While most companies in the United States prefer personal injury related cases, most outside of the states prefer commercial cases.

The rates are also different between the different types of cases. A company may lend money on a compounded monthly rate, quarterly compounded, flat rate, times factor and a percentage of the proceeds plus the principle of the loan. Most companies that provide legal financing against personal injury cases will offer compounded monthly rates, flat rates or quarterly rates; Companies offering clients legal financing against commercial cases may offer compounded or quarterly rates, time’s factors or percentages on a case. The companies that provide money against personal injury cases tend to charge less than those companies offering financing against commercial cases. All companies tend to charge better rates on cases that are already settled. This is because there is less risk to the investor.

The amounts are also different for each company. There are companies that will lend just a few thousand on a case and others that will provide lawsuit loans for million dollar request. The amount of money will be dependent upon the type of case, estimated value of the case and the comfort on the underwriter.

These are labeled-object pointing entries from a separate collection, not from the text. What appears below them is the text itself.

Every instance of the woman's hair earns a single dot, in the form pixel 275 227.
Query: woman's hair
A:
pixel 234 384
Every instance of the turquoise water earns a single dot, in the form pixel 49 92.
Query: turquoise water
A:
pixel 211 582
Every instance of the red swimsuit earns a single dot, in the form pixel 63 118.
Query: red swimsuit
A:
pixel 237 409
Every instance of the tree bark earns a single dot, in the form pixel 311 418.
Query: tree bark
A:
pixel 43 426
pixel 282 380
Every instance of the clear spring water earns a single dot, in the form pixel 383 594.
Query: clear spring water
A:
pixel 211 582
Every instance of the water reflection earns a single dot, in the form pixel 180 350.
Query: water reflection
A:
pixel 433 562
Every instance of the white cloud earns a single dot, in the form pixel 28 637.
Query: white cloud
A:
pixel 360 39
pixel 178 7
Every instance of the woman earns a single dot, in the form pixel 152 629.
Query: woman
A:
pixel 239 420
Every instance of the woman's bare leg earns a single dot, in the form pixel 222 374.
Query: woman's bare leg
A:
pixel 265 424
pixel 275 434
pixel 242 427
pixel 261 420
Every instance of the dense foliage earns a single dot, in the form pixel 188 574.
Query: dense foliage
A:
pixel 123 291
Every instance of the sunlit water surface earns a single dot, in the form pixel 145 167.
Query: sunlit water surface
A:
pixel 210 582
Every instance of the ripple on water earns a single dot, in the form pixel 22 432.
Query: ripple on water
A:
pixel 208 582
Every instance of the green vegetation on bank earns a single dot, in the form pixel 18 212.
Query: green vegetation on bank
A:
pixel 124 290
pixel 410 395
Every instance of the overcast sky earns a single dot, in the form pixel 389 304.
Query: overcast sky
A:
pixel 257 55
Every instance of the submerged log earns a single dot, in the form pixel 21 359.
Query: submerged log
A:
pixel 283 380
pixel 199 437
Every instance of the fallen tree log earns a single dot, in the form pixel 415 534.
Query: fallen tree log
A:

The different financing options may include a lump sum, buyout or line of credit. If a person is borrowing a lump sum they may max out the initial advance. This means the plaintiff is borrowing the maximum amount that a company will provide on one case. There are other companies that will buyout an existing legal financing contract. A company will always want to hold the first position or lien on the case so the only way to borrow additional monies from another company is for the company to buy out the existing contract from another company. If you decide to borrow a small fraction of what your case is worth you may open a line of credit. A line of credit is used as a way to only borrow what you need with an option of coming back at a later date for an additional advance.